We can again check the highest logical delay from the design. This time, we again see that the highest critical path is what we expect: one adder and one multiplier between the delay buffer and the pipeline.
![]() |
|---|
| Figure 22: Logic delay |
![]() |
|---|
| Figure 23: Critical path of circuit (white) |
![]() |
|---|
| Figure 24: Post-implementation utilization and power |
| Filter Type | Slack (ns) | Logic Delay (ns) | LUT Cells | FF Cells | DSP Cells | IO Cells | Total Cells | Dynamic Power (W) | Static Power (W) |
|---|---|---|---|---|---|---|---|---|---|
| Pipelined | 21170.736 | 2.529 | 6380 | 9418 | 102 | 82 | 15982 | 0.019 | 2.945 |
| Two-Parallel | 21152.850 | 5.761 | 5378 | 1696 | 153 | 162 | 7390 | 0.037 | 2.945 |
| Three-Parallel | 21146.637 | 6.627 | 10484 | 1760 | 525 | 242 | 13011 | 0.056 | 2.945 |
| Three-Parallel Pipelined | 21169.904 | 2.500 | 19140 | 28254 | 306 | 242 | 47942 | 0.056 | 2.945 |
- Three-Parallel Pipelined is the absolute best choice for performance. It has the highest output per cycle (3) and the lowest logic delay (2.5). This means it could have both the highest theoretical clock speed and output per cycle.

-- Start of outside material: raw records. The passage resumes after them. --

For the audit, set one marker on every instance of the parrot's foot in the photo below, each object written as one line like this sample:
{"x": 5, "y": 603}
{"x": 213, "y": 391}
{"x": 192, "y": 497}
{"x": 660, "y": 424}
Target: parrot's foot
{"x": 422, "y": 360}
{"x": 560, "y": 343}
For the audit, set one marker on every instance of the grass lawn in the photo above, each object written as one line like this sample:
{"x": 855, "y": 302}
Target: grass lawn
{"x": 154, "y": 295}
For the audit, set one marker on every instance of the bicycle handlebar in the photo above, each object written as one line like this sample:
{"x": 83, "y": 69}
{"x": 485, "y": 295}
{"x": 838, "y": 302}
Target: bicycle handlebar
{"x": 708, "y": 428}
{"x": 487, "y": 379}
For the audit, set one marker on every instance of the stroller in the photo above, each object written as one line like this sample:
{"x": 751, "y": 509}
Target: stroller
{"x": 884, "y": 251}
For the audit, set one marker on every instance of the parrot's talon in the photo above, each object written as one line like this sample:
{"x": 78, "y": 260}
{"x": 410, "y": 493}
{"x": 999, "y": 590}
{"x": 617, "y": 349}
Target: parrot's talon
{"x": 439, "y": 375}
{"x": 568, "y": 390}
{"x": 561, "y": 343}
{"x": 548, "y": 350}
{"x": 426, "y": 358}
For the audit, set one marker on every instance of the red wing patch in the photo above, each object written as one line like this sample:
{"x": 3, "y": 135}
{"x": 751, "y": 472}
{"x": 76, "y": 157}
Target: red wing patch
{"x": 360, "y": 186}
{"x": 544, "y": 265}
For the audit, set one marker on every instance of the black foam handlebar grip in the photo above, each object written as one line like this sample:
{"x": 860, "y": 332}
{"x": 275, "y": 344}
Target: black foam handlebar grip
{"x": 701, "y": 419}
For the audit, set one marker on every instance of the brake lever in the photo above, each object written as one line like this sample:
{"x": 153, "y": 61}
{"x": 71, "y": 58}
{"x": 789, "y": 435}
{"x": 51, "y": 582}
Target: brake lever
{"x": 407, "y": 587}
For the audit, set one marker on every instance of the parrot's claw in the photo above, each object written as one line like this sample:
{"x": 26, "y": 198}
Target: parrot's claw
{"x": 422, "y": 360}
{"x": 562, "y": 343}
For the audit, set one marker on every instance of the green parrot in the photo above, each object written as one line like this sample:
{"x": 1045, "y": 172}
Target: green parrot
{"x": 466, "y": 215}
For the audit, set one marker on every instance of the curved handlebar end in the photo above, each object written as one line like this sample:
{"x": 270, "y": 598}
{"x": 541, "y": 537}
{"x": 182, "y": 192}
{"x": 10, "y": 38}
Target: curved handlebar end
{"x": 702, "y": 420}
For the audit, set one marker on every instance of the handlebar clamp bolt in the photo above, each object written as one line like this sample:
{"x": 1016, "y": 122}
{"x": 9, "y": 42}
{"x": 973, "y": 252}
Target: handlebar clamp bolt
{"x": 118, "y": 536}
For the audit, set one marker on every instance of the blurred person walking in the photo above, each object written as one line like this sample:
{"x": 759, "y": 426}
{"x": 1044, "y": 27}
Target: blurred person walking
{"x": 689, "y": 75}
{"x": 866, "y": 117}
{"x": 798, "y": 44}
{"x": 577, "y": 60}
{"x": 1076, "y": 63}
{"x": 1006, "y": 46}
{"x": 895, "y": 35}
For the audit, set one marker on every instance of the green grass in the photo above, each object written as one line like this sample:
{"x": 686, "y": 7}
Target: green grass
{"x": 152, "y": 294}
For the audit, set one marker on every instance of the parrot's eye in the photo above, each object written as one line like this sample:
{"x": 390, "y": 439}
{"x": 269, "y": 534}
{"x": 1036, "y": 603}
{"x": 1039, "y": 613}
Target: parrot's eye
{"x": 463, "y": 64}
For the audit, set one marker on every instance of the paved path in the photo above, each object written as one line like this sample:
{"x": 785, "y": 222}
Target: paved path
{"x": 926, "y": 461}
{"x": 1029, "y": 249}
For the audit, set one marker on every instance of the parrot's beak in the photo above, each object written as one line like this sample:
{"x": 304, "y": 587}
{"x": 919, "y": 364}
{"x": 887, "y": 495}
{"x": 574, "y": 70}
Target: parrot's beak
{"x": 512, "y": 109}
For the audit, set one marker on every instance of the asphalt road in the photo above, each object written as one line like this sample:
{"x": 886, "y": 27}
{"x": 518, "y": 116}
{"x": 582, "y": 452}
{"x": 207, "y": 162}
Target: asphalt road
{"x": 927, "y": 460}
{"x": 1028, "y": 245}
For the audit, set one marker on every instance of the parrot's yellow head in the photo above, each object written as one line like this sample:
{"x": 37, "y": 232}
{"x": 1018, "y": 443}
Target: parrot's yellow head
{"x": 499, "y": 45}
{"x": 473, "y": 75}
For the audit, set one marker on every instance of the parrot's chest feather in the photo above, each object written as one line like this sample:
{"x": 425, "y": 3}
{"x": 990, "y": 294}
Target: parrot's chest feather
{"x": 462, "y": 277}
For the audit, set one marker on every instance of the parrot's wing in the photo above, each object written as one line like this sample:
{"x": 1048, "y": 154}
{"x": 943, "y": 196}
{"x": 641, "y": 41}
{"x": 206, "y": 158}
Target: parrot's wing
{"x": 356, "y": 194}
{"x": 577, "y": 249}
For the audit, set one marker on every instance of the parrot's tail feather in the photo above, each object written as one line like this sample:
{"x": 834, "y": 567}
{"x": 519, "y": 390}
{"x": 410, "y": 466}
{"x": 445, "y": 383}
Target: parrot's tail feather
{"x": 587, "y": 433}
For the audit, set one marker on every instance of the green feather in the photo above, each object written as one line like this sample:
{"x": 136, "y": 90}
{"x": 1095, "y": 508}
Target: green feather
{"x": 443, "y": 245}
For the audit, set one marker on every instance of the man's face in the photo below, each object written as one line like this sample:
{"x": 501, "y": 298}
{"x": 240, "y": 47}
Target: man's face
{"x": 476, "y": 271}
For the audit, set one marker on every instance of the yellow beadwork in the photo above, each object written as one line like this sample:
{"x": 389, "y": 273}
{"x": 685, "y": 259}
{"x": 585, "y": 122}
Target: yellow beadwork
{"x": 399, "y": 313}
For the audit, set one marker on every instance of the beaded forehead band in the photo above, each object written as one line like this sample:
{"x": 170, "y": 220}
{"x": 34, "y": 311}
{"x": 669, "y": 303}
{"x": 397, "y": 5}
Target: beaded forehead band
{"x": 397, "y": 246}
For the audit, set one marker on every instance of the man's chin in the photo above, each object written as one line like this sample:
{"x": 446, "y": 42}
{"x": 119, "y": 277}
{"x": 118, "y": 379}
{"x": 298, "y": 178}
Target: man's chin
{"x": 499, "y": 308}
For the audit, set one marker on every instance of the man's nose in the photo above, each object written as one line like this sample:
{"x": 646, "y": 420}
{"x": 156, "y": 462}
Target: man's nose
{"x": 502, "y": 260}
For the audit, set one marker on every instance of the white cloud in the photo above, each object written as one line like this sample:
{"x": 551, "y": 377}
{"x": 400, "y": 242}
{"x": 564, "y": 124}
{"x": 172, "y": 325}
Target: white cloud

- Three-Parallel Pipelined costs the most, in terms of cells. Therefore, if high clock speed is not desirable, the optimal design is Three-Parallel.
- All implementations had the same amount of static power usage and thus overall power usage. I believe that the static power number is due to all four being based on a board which dwarfs the actual resources needed. If a smaller board was used, I would expect the static power usage to be lower and varied amongst the implementations.
- The dynamic power appears to be equivalent to 0.019 W * (the number of outputs). This is another design trade-off.
- Using 64 bits prevented overflow, but is definitely overkill. Area and power usage could be significantly reduced by reducing the extra bits allocated for pipeline calculations.
- To reduce the "ripple" in the passband, more filter taps could be added.
- Using a pipelined fast three-parallel FIR filter would be more effective than my implementation, which instead is comprised of three regular pipelined FIR filters.
- The leftmost cut in my pipelined FIR filter is unneeded, and could be removed.
- A smaller, more efficient FPGA board could have been chosen. This is especially relevant since in the highest slack paths, around 75% of latency was caused by signal propagation time, not logic delay.